Introduction: Computational drug repurposing has been widely explored using similarity-based methods, network diffusion, matrix factorization, deep learning, and graph neural networks (GNNs). However, recent heterogeneous GNN models, such as TxGNN and GAT-based models, demonstrate serious limitations for real-world biomedical applications, including poor generalization to sparsely annotated diseases, limited disease-level adaptation, and inability to effectively combine heterogeneous evidence from curated databases, multi-omics profiles, and unstructured biomedical literature.
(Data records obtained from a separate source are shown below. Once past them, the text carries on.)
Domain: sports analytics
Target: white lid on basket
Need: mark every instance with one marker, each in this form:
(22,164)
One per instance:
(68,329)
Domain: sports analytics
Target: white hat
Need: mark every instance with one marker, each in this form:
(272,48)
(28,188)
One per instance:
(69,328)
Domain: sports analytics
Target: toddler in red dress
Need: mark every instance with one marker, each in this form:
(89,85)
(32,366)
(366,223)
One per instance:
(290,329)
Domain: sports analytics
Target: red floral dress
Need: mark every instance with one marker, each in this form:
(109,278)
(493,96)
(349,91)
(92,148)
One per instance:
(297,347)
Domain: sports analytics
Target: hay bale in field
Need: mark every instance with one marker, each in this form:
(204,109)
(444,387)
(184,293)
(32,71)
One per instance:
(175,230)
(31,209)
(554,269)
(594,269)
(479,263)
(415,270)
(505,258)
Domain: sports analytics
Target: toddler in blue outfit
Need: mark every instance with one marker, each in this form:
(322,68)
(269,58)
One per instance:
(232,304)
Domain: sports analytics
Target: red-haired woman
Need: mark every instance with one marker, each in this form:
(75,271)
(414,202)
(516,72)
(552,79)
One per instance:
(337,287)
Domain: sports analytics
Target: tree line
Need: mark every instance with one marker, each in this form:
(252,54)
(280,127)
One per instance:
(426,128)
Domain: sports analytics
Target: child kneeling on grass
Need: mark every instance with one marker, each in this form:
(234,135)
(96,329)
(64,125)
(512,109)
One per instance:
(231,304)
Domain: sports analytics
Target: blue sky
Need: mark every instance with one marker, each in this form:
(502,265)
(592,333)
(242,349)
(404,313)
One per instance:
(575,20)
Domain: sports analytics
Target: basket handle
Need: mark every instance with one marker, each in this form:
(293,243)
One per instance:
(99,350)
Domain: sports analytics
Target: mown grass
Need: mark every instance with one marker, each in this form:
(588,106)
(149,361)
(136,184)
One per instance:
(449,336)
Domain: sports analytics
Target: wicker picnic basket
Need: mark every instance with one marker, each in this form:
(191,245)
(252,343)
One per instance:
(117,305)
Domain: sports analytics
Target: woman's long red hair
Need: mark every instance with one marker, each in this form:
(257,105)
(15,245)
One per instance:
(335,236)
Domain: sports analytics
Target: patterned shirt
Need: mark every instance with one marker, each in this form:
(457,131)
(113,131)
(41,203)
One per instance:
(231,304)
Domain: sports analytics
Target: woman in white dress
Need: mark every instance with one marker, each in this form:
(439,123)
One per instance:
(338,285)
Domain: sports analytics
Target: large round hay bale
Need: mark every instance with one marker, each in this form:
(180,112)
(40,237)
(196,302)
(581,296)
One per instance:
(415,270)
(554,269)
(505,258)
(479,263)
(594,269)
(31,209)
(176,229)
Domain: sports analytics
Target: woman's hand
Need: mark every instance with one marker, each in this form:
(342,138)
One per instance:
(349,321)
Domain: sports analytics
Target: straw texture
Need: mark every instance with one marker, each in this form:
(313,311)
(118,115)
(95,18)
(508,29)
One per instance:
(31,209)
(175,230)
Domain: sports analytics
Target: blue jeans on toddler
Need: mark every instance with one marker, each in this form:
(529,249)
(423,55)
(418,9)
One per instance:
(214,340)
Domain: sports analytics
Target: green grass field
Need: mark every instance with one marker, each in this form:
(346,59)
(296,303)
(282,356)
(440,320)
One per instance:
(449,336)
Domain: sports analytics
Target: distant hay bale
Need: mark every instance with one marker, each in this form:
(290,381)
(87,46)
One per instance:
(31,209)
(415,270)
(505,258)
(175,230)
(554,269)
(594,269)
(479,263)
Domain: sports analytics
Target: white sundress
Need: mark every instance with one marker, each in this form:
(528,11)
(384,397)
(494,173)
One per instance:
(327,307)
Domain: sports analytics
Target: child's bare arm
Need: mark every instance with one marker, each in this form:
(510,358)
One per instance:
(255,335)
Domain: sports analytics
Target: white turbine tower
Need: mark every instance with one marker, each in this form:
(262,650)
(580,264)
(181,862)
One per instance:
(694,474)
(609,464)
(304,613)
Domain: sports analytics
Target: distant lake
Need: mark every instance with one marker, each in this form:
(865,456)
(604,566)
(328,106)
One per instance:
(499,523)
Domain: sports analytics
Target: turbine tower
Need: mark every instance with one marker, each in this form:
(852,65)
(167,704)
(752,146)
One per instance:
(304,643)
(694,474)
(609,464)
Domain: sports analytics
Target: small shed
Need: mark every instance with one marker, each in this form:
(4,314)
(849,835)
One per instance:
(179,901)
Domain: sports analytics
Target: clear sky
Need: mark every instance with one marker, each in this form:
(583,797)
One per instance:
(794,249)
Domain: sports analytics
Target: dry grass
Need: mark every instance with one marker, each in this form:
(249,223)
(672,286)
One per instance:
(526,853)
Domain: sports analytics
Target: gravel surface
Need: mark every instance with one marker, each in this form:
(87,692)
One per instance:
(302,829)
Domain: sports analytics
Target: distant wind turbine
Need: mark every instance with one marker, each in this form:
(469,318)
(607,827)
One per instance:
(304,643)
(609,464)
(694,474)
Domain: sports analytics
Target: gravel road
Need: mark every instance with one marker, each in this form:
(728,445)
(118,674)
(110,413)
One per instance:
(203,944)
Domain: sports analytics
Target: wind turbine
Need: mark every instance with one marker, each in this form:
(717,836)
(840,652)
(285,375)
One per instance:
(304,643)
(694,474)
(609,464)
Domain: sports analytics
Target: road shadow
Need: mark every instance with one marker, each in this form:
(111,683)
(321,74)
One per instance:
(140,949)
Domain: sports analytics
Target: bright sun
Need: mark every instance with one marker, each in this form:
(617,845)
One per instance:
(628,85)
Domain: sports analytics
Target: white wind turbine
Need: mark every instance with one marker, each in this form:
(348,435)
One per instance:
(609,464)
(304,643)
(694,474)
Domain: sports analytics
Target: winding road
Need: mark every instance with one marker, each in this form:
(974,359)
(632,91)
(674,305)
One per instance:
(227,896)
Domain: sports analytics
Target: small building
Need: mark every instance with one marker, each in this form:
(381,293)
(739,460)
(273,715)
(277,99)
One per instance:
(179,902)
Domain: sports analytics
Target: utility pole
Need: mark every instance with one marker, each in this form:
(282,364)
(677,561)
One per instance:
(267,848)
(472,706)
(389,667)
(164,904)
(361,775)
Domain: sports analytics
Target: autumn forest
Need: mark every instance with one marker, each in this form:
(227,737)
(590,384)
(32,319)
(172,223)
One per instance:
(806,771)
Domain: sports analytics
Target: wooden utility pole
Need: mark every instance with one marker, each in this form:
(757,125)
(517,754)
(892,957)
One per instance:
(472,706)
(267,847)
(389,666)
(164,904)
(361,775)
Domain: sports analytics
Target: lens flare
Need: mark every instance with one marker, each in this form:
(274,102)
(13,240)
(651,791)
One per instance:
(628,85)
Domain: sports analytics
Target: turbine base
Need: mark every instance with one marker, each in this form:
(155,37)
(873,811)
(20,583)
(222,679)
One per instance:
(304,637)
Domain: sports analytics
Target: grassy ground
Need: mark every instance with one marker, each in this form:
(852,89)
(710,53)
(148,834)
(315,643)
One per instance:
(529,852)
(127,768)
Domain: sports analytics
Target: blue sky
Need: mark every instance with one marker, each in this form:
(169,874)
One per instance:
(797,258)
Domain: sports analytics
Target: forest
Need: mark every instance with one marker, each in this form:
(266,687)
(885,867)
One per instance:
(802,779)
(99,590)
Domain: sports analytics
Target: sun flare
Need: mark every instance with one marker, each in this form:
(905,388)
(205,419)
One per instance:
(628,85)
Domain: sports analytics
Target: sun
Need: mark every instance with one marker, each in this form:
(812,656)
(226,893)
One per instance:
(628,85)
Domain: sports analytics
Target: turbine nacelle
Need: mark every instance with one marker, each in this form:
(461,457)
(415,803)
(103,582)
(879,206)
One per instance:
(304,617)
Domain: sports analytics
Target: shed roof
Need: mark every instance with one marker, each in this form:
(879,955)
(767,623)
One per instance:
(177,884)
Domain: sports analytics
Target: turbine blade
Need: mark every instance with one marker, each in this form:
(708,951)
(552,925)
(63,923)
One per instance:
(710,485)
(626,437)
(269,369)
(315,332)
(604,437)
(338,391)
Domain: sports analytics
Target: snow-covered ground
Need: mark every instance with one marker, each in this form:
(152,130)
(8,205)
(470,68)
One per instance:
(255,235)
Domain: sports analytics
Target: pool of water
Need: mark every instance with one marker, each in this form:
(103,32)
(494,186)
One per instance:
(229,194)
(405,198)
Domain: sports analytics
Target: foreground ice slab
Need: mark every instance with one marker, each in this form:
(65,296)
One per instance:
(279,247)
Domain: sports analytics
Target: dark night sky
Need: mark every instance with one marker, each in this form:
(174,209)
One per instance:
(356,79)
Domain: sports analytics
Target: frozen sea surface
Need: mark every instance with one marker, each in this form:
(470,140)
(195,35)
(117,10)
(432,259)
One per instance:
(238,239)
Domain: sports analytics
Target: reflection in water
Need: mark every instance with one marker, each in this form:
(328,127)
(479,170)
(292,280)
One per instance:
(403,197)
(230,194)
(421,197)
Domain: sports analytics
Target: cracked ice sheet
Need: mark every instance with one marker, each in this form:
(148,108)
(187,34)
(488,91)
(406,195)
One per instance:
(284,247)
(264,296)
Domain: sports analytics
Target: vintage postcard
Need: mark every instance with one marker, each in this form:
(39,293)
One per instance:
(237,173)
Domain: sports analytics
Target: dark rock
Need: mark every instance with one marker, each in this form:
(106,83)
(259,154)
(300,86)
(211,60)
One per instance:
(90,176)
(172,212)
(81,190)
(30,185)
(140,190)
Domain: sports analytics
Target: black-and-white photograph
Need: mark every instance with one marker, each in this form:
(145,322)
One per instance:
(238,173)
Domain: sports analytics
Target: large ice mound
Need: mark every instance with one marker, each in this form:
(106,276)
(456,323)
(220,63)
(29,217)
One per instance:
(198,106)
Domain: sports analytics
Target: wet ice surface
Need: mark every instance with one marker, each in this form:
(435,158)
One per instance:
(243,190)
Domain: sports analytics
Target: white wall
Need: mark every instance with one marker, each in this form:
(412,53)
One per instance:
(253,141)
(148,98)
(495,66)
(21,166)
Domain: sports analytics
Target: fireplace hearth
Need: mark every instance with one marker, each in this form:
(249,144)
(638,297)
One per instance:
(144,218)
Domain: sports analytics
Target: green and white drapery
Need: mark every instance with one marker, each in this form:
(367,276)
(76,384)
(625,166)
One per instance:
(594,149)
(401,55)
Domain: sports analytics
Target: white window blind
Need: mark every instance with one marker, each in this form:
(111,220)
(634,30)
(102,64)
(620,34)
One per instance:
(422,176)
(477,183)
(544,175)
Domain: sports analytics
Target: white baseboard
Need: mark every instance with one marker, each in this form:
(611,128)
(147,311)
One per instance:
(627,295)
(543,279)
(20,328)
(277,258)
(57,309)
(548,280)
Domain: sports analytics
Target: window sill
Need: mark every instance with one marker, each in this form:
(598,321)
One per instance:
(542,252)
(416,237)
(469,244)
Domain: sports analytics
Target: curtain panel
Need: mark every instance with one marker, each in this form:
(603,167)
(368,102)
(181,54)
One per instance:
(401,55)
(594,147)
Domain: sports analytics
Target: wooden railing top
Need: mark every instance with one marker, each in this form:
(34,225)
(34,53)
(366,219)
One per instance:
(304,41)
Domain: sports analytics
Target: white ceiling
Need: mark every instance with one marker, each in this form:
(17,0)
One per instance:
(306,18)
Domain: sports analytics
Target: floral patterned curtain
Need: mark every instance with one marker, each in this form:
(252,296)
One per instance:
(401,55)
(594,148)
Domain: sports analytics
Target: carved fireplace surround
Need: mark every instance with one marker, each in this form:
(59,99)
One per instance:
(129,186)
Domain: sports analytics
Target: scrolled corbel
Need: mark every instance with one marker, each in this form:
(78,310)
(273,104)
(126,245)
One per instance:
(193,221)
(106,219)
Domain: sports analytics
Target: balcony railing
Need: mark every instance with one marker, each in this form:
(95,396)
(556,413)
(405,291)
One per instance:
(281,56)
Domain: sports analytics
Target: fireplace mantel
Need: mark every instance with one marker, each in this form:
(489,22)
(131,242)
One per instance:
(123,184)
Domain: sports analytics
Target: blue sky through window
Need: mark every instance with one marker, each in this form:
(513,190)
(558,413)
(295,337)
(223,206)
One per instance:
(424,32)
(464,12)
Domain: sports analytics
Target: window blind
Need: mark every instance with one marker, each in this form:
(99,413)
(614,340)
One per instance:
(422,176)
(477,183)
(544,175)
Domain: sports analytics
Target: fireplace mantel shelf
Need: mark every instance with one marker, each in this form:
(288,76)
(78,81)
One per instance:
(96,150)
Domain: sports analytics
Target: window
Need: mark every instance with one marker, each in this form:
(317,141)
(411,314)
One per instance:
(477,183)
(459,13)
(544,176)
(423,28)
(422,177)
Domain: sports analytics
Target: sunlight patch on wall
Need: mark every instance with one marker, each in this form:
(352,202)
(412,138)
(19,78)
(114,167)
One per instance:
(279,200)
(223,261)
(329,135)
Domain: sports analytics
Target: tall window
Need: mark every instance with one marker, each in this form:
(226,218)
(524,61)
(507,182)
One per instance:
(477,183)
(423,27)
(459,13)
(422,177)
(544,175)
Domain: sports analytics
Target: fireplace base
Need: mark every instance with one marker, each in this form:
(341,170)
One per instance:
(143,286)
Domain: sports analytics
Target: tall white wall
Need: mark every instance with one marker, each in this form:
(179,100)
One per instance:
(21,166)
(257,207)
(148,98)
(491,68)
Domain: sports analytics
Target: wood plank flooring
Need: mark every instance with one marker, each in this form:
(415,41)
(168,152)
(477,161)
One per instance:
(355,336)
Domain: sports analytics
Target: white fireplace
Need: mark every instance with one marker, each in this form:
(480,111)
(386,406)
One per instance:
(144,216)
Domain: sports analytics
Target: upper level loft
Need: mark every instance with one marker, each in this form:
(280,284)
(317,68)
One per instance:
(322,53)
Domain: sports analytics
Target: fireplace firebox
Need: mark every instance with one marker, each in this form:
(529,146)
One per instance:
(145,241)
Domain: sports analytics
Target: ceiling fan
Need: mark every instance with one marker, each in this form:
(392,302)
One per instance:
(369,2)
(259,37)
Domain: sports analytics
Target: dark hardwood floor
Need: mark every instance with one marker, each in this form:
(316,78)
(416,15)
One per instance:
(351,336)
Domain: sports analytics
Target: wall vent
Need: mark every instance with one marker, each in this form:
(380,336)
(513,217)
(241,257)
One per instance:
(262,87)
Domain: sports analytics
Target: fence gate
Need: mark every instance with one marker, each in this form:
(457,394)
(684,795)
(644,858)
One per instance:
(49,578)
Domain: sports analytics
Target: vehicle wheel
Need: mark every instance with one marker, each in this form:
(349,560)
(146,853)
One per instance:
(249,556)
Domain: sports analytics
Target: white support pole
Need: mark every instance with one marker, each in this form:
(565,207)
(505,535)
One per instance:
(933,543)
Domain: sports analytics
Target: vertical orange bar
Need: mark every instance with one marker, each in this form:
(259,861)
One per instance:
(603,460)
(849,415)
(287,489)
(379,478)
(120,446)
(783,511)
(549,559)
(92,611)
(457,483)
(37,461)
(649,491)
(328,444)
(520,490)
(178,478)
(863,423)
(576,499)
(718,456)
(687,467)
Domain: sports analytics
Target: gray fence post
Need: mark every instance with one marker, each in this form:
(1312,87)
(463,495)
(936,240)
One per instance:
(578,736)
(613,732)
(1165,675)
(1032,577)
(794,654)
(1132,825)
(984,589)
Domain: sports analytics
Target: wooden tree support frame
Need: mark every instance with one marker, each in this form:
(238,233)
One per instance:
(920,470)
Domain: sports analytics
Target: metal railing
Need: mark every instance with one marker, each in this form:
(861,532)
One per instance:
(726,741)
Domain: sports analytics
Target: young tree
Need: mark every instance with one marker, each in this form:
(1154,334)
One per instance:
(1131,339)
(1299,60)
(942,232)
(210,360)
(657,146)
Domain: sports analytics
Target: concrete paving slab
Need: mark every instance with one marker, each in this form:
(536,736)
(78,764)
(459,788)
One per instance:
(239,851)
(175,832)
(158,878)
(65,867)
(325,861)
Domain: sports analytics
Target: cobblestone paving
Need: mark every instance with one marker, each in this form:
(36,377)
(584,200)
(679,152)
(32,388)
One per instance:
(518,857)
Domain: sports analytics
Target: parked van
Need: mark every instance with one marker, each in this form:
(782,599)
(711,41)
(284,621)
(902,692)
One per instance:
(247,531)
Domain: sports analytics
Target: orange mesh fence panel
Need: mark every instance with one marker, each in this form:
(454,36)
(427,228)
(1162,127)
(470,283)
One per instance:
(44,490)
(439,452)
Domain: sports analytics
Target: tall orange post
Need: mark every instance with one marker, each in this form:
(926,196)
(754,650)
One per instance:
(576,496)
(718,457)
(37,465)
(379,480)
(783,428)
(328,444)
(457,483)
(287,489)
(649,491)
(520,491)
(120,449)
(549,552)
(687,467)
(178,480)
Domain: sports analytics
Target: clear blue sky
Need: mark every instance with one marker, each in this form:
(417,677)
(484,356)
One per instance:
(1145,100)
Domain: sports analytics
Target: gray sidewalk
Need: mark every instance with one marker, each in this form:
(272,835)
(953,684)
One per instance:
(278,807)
Methods: This article proposes a heterogeneous attention-based meta-learning graph neural network named HAMGNN, which employs three major innovations: (i) relation-sensitive multi-head attention to prioritize biologically significant interactions among heterogeneous edge types, (ii) a disease-focused metalearning framework enabling rapid adaptation to newly observed or underinformed diseases, and (iii) a literature-enhanced knowledge graph construction pipeline encoding high-confidence, LLM-extracted therapeutic information. The model was tested on a large multimodal biomedical knowledge graph assembled from DrugBank, DisGeNET, and Hetionet, comprising more than 2.2 million edges, using a stringent disjoint disease-based (cold-start) evaluation protocol. Results: HAMGNN achieved a receiver operating characteristic–area under the curve (ROC–AUC) of 0.98 and precision of 0.95, representing a 10%–15% improvement over TxGNN and GAT-GNN on unseen disease generalization. Translational applicability was demonstrated through Alzheimer’s disease and Long COVID case studies, identifying clinically plausible repurposing candidates and disease-associated biomarker signatures via mechanistic pathways. Discussion: HAMGNN offers a generalized, biologically grounded, and unified framework for evidence-based drug repurposing and biomarker discovery in complex and emerging diseases.

Item Type: Article
Uncontrolled Keywords: Generative artificial intelligence, heterogeneous graph neural networks
Subjects: Q Science > QA Mathematics > QA71-90 Instruments and machines > QA75.5-76.95 Electronic computers. Computer science
Divisions: Faculty of Engineering and Technology (FET)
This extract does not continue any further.